Afraid of the Dark - James Grippando [142]
“Toss your gun into the room,” the Dark said, calling out into the hallway. “Then step into the doorway where I can see you.”
Jack bit his lip, not quite believing that his bluff was going this badly. It was almost comical—until Shada screamed in pain.
“Do as I said, or the next scream is her last.”
Where the hell are the cops?
“He’s serious,” said Shada. “He already stabbed Vince!”
The fear in her voice was palpable, and the thought of Vince down and perhaps dying raised the stakes yet again—if that was possible. But he stayed put.
“One,” said the Dark, counting down.
“Jack, please!”
“Two.”
It was a split-second decision, but all Jack could do was buy time. “I’m stepping toward the doorway,” he shouted from the hallway, “and I don’t have a weapon.”
The Dark stopped counting, and for the next few seconds, there was only the sound of falling rain on the roof.
“Hands up where I can see them!” the Dark shouted.
Jack took a deep breath.
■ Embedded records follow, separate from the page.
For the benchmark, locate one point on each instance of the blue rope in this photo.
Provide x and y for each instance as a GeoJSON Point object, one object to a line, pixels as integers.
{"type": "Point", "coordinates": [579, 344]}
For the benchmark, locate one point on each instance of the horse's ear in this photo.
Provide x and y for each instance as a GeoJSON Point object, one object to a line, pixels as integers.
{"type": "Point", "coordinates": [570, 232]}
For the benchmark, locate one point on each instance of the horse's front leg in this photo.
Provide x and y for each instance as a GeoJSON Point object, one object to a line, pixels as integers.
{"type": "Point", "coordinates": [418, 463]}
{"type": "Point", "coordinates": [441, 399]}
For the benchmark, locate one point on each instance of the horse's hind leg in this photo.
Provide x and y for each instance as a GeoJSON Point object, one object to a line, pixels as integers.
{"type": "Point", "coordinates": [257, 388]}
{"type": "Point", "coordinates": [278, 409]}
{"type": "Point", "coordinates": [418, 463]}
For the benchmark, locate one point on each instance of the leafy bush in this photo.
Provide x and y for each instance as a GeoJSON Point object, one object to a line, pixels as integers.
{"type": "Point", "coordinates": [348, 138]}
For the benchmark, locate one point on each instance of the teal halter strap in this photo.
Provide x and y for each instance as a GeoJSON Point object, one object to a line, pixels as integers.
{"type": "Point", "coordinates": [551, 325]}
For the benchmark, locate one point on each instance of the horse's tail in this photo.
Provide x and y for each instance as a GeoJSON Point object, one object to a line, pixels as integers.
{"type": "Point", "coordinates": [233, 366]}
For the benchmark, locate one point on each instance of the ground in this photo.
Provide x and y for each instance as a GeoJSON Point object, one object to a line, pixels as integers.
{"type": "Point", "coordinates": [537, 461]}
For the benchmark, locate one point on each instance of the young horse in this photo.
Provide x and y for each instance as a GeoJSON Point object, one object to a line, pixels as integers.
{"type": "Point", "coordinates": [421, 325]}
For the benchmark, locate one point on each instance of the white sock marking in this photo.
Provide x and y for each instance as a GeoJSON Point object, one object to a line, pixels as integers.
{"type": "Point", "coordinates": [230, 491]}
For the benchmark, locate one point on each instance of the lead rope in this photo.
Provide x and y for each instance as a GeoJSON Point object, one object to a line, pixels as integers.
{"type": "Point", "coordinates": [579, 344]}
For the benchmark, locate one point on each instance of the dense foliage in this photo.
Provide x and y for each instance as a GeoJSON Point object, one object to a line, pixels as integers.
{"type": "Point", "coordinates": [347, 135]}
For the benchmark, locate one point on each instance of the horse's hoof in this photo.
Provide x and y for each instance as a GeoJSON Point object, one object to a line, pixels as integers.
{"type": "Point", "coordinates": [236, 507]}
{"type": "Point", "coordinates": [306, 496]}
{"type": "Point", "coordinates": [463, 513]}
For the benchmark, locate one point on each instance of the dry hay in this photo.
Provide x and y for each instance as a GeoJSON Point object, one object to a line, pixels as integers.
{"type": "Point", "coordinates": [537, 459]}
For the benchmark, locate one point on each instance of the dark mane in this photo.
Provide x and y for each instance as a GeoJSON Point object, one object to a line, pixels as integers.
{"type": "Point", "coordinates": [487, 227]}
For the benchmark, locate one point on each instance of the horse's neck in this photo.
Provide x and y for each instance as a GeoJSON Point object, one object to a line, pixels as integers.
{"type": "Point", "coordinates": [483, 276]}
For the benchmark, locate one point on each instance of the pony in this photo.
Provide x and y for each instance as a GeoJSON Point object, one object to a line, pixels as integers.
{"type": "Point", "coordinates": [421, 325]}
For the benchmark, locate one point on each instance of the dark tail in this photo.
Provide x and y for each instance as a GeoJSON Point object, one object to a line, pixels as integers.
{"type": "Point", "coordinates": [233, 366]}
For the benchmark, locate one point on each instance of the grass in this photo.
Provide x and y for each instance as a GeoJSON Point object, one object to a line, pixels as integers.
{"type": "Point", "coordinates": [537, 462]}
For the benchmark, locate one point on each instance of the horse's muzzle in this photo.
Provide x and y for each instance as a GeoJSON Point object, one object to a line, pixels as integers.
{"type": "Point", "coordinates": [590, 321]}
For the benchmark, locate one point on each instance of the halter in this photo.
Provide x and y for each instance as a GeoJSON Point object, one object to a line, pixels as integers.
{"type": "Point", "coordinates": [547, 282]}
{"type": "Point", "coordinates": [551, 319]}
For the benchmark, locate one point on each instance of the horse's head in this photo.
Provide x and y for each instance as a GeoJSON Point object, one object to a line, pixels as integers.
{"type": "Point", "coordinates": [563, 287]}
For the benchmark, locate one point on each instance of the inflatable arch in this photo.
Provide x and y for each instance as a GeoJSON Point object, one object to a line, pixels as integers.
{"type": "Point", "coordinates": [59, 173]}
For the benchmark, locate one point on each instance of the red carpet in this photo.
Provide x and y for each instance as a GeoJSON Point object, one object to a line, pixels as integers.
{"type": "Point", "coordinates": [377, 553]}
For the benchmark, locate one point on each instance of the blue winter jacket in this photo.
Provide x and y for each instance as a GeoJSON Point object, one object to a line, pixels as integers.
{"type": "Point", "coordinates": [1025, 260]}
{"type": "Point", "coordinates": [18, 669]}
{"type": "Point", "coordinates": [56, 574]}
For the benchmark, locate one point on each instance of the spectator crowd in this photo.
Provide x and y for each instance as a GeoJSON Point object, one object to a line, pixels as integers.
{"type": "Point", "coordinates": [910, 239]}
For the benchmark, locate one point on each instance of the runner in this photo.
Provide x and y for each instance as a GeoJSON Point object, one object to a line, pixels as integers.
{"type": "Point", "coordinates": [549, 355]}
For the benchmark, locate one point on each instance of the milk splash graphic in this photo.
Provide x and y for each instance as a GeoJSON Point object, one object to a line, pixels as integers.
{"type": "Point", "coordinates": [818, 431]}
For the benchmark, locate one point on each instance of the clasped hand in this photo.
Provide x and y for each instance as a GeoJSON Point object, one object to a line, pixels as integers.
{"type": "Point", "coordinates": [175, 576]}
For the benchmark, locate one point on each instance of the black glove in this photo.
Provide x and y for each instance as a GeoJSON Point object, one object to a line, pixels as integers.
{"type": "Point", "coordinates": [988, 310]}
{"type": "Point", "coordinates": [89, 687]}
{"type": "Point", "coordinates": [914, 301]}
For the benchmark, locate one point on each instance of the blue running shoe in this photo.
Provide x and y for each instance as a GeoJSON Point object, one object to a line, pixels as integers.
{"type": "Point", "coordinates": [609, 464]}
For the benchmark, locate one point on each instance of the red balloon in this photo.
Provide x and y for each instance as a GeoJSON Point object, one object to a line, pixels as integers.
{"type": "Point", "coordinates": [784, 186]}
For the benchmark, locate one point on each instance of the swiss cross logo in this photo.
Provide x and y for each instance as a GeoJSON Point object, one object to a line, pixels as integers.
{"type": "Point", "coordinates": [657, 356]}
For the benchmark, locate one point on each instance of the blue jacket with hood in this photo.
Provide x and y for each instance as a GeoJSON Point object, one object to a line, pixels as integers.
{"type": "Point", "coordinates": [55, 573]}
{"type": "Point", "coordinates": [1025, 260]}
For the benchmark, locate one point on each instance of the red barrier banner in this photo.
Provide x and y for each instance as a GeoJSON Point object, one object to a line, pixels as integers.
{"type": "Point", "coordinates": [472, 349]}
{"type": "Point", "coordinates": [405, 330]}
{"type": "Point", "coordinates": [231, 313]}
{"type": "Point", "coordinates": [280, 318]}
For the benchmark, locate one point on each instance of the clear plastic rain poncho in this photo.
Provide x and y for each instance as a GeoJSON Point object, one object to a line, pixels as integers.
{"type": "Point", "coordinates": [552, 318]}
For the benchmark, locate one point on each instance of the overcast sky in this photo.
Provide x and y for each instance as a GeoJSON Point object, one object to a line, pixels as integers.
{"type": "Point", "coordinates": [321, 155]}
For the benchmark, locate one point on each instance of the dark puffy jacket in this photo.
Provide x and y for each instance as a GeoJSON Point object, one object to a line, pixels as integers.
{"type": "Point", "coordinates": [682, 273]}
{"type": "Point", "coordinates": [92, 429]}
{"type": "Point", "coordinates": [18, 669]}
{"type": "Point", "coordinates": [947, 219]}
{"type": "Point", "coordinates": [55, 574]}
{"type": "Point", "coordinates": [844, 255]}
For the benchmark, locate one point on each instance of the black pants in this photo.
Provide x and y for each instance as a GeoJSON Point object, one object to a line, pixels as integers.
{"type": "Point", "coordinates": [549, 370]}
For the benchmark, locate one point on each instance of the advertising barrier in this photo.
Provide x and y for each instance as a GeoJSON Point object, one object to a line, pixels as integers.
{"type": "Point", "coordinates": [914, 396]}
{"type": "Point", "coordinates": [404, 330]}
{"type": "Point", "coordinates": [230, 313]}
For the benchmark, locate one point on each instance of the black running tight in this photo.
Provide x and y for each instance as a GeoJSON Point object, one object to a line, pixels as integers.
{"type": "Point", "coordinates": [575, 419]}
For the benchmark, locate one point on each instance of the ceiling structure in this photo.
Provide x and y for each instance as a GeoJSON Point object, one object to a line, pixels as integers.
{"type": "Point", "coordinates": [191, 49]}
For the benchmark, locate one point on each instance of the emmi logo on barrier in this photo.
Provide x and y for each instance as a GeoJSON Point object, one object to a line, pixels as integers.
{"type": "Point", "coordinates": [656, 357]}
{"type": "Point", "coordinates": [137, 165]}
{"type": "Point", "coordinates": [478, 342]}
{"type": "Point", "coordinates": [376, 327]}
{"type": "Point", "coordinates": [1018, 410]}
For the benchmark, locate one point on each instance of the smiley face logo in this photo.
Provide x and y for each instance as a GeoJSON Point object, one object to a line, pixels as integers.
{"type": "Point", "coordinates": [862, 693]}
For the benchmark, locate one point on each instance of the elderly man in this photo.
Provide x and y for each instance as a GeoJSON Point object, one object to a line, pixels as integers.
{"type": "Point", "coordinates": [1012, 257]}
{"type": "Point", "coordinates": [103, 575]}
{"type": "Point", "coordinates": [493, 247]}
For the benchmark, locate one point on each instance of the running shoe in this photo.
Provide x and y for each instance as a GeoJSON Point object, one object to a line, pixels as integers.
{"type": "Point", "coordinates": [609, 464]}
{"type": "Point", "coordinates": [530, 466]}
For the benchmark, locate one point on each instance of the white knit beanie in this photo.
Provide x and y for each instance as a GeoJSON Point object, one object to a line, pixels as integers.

This was definitely not the plan. Jack moved into the doorway with hands up over his head. The sole source of light in the room was a battery-powered lantern on the table, but it was sufficient, and the sight took Jack’s breath away—especially the blood on the floor beside Vince. Shada was on her knees at his side. The Dark stood behind her with his gun pressed against the back of her head.
“I swear I don’t have a gun,” Jack said.
“It wouldn’t help you anyway,” the Dark said. “Come out, McKenna.”
Jack did a double take at the name “McKenna,” but when the girl from the fish market stepped out from the shadows in the corner of the room, he knew it was just more of the Dark’s sickness.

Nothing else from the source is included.